Éloge des Chuck Norris Facts : l’artefact clé d’une époque où être en ligne faisait rêver

mars 21, 2026

Je ne sais plus exactement où j’ai vu ce document. J’aimerais pouvoir dire qu’il provenait d’un oncle lors d’un dîner de Thanksgiving, mais il s’agissait probablement juste d’un type chez quelqu’un pendant une virée. En revanche, le document lui-même, je m’en souviens avec une fidélité parfaite : deux feuilles imprimées réunies par une agrafe, sur lesquelles figuraient ce qui pouvait plausiblement être l’intégralité des Chuck Norris Facts disponibles à l’époque, sorti tout droit d’un porte-monnaie collant et humide, déployé puis lu à haute voix devant tout le monde. Et ma réaction n’était pas de grimacer ni de me mettre à transpirer comme aujourd’hui. Je voyais ces pages et je me suis écrié : « oh ben ouais ».

Le phénomène connu sous le nom de « Chuck Norris Facts » était ce que vous appelleriez aujourd’hui un mème, mais un mème néolithique, élaboré par un comité à partir de fragments de pop culture jusqu’à se cristalliser en la distillation la plus pure du moment sur Internet, lorsque les choses étaient omg tellement random — aussi appelé 2005. À l’époque, il n’était pas vraiment possible de passer toute la journée à regarder Internet, mais on l’aurait volontiers fait si l’on pouvait, car, aussi incroyable que cela puisse paraître en 2026, il était fantastique d’être sur le net.

« Internet ne rapproche plus les gens comme avant », expliqua à Gizmodo Ian Spector, le créateur du site Chuck Norris Facts. « Lorsque j’ai lancé mon site en 2005, les gens se rassemblaient littéralement autour d’un ordinateur pour lire et rire ensemble.
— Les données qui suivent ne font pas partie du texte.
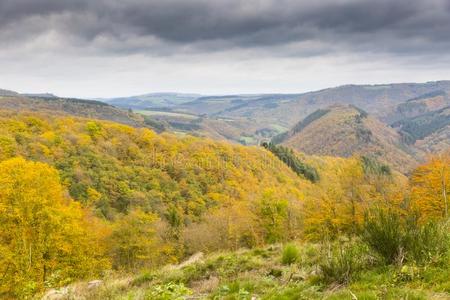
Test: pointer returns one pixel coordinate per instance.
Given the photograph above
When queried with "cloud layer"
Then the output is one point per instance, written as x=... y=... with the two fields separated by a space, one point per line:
x=413 y=30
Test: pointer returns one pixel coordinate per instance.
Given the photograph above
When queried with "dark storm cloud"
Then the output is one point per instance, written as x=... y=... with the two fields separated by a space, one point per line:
x=402 y=26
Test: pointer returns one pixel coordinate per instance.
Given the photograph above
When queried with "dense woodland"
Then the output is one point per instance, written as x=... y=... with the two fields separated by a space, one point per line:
x=79 y=197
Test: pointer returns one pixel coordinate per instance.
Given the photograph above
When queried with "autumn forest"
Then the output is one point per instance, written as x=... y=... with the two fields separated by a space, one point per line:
x=79 y=197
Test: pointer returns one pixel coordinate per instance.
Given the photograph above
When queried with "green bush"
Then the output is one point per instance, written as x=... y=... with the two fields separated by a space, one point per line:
x=428 y=243
x=290 y=254
x=382 y=231
x=342 y=262
x=398 y=239
x=169 y=291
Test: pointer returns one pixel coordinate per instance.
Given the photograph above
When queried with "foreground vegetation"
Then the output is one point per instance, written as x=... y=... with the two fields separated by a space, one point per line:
x=82 y=198
x=343 y=269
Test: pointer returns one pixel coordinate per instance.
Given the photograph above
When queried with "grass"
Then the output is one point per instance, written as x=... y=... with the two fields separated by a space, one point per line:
x=276 y=272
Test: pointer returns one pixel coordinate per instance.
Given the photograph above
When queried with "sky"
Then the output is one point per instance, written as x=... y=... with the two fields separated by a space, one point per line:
x=112 y=48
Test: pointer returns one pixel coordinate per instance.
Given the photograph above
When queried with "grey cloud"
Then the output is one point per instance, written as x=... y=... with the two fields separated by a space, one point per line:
x=401 y=26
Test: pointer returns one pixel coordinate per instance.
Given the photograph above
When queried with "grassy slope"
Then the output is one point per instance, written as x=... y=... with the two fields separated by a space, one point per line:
x=259 y=274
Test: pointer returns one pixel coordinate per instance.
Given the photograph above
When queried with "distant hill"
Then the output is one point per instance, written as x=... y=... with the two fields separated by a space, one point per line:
x=419 y=105
x=150 y=101
x=40 y=95
x=75 y=107
x=347 y=130
x=428 y=129
x=269 y=114
x=7 y=93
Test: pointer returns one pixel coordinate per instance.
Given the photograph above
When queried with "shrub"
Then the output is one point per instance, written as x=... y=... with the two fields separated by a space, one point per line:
x=382 y=231
x=169 y=291
x=398 y=239
x=290 y=254
x=427 y=243
x=342 y=262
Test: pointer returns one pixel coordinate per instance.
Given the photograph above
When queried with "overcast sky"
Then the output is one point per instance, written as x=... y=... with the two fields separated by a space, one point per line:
x=106 y=48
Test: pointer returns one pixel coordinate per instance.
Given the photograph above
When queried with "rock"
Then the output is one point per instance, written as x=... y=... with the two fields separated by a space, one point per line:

C’était des médias ‘sociaux’, pas comme les ‘réseaux sociaux’ que nous connaissons aujourd’hui. »

Cette époque n’a pas duré longtemps, et elle-même n’a pas survécu longtemps non plus à l’essor où les Chuck Norris Facts amusants ont cessé d’être drôle, car le mème est mort d’une mort non naturelle. En 2007, le Chuck Norris fictif avait été récupéré par le Chuck Norris réel, et l’humanité observa avec horreur Norris apparaître dans une publicité soutenant la campagne présidentielle de Mike Huckabee.

Dans la publicité, Huckabee énumère quelques Facts rétro: « Il n’y a pas de menton derrière la barbe de Chuck Norris, seulement un autre poing », et « Quand Chuck Norris fait une pompe, il ne se soulève pas. Il repousse la Terre ». Puis Huckabee lança fatalement la phrase, « Chuck Norris ne fait pas d’endossement. Il dit à l’Amérique comment ça va être », et ce fut le moment où l’on eut l’impression que les Chuck Norris Facts touchaient à leur fin. Il n’est pas surprenant que des célébrités prennent parfois position politiquement, mais le fait de recycler un mème qui se dissipait comme slogan de campagne a contribué à mettre fin à l’amusement de façon abrupte.
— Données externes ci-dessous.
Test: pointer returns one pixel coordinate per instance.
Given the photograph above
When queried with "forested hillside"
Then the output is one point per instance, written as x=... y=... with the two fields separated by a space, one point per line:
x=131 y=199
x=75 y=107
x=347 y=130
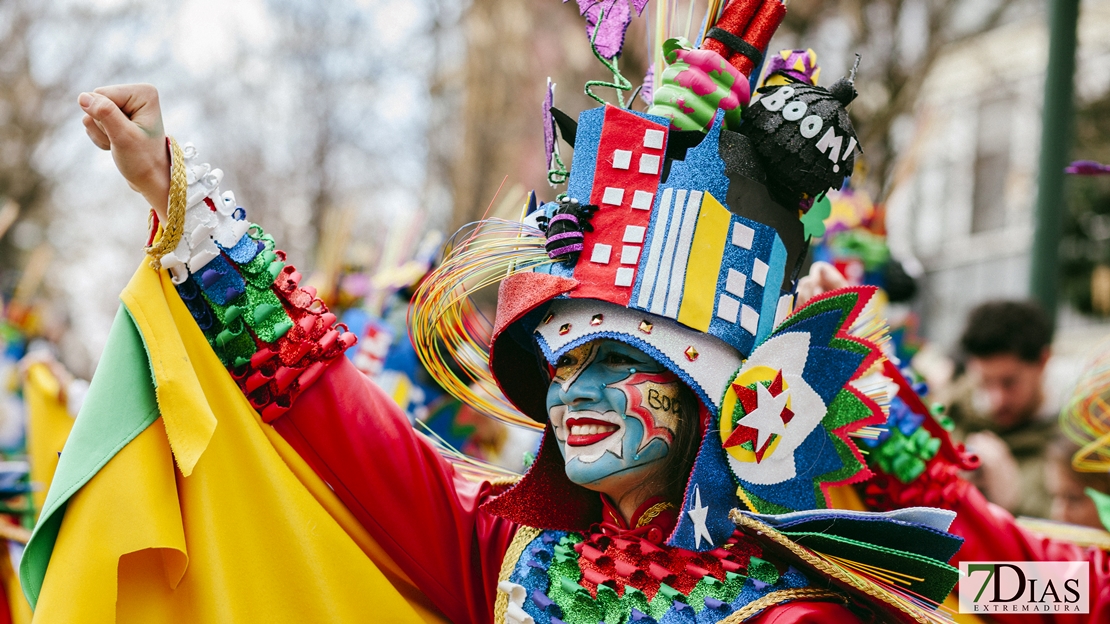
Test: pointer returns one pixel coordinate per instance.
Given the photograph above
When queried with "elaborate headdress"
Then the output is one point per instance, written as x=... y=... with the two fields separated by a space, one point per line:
x=683 y=234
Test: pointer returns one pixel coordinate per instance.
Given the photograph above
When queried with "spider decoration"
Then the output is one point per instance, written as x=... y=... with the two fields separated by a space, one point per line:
x=564 y=229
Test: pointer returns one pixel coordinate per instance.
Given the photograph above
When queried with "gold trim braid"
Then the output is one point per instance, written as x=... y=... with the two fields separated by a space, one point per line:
x=778 y=597
x=521 y=541
x=174 y=225
x=653 y=512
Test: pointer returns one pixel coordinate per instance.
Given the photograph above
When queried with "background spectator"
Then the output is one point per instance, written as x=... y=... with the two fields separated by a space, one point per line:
x=1003 y=405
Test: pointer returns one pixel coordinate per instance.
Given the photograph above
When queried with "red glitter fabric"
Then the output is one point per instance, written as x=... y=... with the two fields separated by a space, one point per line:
x=520 y=372
x=759 y=32
x=522 y=292
x=735 y=19
x=279 y=372
x=611 y=554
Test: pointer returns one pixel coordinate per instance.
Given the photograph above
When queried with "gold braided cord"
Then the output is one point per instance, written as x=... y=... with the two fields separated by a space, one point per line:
x=778 y=597
x=521 y=541
x=174 y=225
x=838 y=572
x=653 y=512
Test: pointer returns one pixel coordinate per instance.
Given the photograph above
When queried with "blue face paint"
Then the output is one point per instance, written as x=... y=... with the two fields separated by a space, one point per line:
x=613 y=410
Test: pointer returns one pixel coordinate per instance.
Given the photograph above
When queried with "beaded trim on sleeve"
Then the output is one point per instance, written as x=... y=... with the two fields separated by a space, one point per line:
x=274 y=336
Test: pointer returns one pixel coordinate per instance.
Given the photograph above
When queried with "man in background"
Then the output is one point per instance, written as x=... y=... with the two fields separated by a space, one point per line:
x=1005 y=406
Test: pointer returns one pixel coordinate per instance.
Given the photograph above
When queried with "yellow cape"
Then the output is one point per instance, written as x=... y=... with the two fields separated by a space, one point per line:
x=208 y=515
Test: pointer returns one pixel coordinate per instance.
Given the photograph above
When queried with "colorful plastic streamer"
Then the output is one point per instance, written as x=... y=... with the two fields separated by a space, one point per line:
x=450 y=334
Mais nous sommes en 2026 et Chuck Norris est décédé à 86 ans. Pour les êtres de l’Internet, sa disparition assombrit les blagues vieilles de 21 ans, comme « Death once had a near Chuck Norris encounter ». Mais il ne faut pas oublier que le moment de gloire de Norris fut incroyable tant qu’il dura. 2005 fut un moment plein d’entrain, et étrangement porteur d’espoir, où l’ironie était un masque qui permettait d’apprécier des choses simples et amusantes, au lieu de s’enfoncer dans l’amertume et le nihilisme.
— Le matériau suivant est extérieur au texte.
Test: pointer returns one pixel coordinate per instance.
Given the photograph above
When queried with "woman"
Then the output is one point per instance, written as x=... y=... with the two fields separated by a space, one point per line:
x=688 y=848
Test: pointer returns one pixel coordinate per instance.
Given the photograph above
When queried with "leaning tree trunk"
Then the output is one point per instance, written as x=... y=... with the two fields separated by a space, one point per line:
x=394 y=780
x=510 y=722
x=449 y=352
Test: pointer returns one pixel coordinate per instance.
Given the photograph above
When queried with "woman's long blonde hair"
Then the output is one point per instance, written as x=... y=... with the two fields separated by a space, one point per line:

Par exemple, regardez l’orgie de cris d’aigles chauves et de guitare électrique qui ouvre le Colbert Report, qui a débuté en 2005.

Ou rappelez-vous qu’en 2005 sortait ce film encore non sorti, Pacific Flight 121, qui a explosé sur Internet parce que son vedette, Samuel L. Jackson, avait exigé que le titre ennuyeux soit remplacé par le titre de travail : Snakes on a Plane. L’exagération était partout autour de Snakes on a Plane. Dans un billet viral, le scénariste Andrew Friedman écrivait qu’il avait failli travailler comme consultant scénariste sur le projet, mais qu’il considérait Snakes on a Plane « comme le plus grand titre de film de tous les temps », et n’avait pas pu cacher sa déception lorsqu’on leur annonça qu’ils avaient changé le titre. Jackson a déclaré que renommer le film Pacific Flight 121 était « la chose la plus stupide que j’aie jamais entendue ». La réaction d’Internet au titre fut si puissante qu’ils refont tournage une partie du film pour le rendre plus “internet-friendly”, ce qui a en quelque sorte tué la blague, et le film s’est avéré globalement décevant.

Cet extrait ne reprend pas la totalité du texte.